TLT’s portfolio is actual US Treasury bonds with an average maturity greater than 20 years.  That means TLT responds to changes in interest rates similar to the way the 30-year Treasury bond does.   It also means that unlike some other ETFs like VXX (the volatility ETF) or USO (the crude oil ETF), TLT does not hold futures.  TLT  doesn’t have to roll the futures from one expiration to the next, and incur a profit or loss on that roll, like VXX and USO do.  The ETFs with portfolios made up of futures can have significant “drag” and tracking error due to the rolls.  TLT doesn’t have that.  

TLT pays a quarterly dividend, which is composed of the cumulative coupon payments of the Treasury bonds in its portfolio.  So, you’ll have to monitor in-the-money call options ahead of the ex-dividend date.
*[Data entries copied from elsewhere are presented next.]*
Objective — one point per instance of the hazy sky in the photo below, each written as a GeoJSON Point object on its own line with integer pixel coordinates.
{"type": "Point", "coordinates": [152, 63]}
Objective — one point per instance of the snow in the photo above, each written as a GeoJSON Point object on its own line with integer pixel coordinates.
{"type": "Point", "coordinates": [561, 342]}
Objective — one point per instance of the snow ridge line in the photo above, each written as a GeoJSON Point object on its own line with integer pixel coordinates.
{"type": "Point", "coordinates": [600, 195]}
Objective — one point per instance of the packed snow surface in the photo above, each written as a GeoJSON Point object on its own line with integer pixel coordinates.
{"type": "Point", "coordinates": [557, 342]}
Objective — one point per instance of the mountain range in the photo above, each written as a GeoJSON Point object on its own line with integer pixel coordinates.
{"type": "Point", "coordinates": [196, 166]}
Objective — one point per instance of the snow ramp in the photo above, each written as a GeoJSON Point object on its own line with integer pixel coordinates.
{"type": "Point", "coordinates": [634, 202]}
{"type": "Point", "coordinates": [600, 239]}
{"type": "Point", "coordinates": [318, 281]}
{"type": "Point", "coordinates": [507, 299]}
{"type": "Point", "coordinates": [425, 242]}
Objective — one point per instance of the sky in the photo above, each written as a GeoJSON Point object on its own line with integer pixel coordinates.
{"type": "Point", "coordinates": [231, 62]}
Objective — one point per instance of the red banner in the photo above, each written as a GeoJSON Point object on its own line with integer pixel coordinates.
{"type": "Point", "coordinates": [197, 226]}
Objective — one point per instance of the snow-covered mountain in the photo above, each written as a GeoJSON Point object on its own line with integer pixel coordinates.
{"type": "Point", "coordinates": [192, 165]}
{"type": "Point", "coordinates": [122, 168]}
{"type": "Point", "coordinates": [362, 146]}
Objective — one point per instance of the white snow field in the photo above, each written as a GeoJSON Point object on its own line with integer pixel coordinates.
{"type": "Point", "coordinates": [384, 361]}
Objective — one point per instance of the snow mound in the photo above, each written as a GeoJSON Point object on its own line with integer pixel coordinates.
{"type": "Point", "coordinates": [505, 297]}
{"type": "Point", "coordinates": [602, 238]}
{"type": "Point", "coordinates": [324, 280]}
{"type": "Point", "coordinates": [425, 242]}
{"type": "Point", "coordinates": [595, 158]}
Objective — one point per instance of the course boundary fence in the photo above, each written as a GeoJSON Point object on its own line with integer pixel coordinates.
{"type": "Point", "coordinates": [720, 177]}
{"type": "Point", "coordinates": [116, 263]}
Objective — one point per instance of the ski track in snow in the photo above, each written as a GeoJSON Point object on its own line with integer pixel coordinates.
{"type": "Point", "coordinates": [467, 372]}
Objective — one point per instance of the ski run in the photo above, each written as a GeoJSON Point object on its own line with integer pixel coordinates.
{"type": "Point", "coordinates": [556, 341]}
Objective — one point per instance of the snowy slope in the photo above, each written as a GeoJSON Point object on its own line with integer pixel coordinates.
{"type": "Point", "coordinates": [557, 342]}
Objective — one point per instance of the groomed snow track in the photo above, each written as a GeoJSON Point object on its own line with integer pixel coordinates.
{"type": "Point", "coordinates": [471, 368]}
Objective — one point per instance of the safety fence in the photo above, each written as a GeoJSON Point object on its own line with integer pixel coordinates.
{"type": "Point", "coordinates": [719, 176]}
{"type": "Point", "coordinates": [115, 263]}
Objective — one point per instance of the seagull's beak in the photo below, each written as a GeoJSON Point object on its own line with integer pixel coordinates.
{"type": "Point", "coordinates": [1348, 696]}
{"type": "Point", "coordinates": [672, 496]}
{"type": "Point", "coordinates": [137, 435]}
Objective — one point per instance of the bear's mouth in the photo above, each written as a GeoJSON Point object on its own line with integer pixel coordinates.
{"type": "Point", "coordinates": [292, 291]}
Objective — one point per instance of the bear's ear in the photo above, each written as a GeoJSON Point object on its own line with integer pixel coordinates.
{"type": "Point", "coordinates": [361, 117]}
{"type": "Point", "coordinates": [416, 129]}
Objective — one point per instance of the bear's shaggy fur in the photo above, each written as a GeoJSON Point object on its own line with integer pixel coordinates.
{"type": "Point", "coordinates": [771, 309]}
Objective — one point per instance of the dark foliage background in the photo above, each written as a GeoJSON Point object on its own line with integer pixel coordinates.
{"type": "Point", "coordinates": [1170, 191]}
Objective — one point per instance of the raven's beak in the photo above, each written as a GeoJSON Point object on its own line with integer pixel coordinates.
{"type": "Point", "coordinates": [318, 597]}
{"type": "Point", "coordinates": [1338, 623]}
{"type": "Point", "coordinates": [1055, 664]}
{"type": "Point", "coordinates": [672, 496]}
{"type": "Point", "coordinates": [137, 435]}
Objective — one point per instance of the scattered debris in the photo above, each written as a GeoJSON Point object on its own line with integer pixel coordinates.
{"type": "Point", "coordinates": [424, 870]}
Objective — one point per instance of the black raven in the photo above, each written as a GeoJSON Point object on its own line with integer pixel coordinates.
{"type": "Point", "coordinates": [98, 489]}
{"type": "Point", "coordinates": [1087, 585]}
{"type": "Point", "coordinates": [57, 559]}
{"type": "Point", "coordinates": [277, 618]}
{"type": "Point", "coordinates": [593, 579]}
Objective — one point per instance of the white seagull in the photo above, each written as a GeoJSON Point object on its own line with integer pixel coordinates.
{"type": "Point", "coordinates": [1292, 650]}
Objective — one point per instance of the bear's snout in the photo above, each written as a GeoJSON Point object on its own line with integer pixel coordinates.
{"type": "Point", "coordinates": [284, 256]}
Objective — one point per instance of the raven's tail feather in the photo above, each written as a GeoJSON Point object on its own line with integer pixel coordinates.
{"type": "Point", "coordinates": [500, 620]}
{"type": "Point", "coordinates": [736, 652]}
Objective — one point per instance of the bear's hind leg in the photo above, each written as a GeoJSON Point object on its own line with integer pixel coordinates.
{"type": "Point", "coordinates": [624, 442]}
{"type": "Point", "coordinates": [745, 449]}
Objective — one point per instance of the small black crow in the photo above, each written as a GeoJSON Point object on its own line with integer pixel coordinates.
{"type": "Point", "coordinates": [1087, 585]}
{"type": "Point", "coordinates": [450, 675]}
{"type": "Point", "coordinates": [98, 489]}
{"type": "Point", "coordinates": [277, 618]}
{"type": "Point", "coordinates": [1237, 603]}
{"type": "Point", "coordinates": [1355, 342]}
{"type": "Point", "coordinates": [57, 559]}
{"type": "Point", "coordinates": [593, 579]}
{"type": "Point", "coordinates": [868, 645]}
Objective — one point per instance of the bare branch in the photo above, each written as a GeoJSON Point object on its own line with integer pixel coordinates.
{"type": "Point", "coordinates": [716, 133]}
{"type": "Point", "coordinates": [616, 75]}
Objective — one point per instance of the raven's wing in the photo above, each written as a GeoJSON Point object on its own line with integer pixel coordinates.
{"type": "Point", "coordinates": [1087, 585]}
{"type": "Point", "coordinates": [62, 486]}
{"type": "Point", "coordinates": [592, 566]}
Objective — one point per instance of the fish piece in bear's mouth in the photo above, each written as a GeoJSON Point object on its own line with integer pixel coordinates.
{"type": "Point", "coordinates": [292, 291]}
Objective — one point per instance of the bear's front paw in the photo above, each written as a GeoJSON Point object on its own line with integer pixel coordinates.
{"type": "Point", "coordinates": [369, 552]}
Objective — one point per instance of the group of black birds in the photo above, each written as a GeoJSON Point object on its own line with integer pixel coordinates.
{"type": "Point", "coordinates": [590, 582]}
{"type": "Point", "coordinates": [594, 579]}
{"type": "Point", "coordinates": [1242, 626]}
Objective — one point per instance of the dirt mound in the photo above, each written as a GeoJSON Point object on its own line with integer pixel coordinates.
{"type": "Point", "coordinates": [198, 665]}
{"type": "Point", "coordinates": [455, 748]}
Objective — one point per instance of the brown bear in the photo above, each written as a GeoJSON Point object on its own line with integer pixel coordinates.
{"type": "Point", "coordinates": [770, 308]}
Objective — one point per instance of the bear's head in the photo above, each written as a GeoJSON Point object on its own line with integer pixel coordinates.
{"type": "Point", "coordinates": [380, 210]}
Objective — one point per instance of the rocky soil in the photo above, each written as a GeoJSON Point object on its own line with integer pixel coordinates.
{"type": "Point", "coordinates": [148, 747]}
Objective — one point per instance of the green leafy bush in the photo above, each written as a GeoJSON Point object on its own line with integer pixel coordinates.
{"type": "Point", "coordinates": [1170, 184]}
Don’t be put off by what can look like wide bid/ask spreads in TLT options.  Open interest is very high, and if you enter limit orders in between the bid/ask spread you have a good chance of getting filled there.  In my own trading, I get about 40% of my TLT option trades filled at the “mid” or average of the bid/ask prices, and the other 60% .01 away from the mid. That keeps slippage very low.

TLT options have weekly and regular expirations and .5 difference between strike prices.  That combination gives you a lot of flexibility to create trades that are fine-tuned to how you speculate on the direction of bonds, and to keep the risk and capital requirements of those trades low.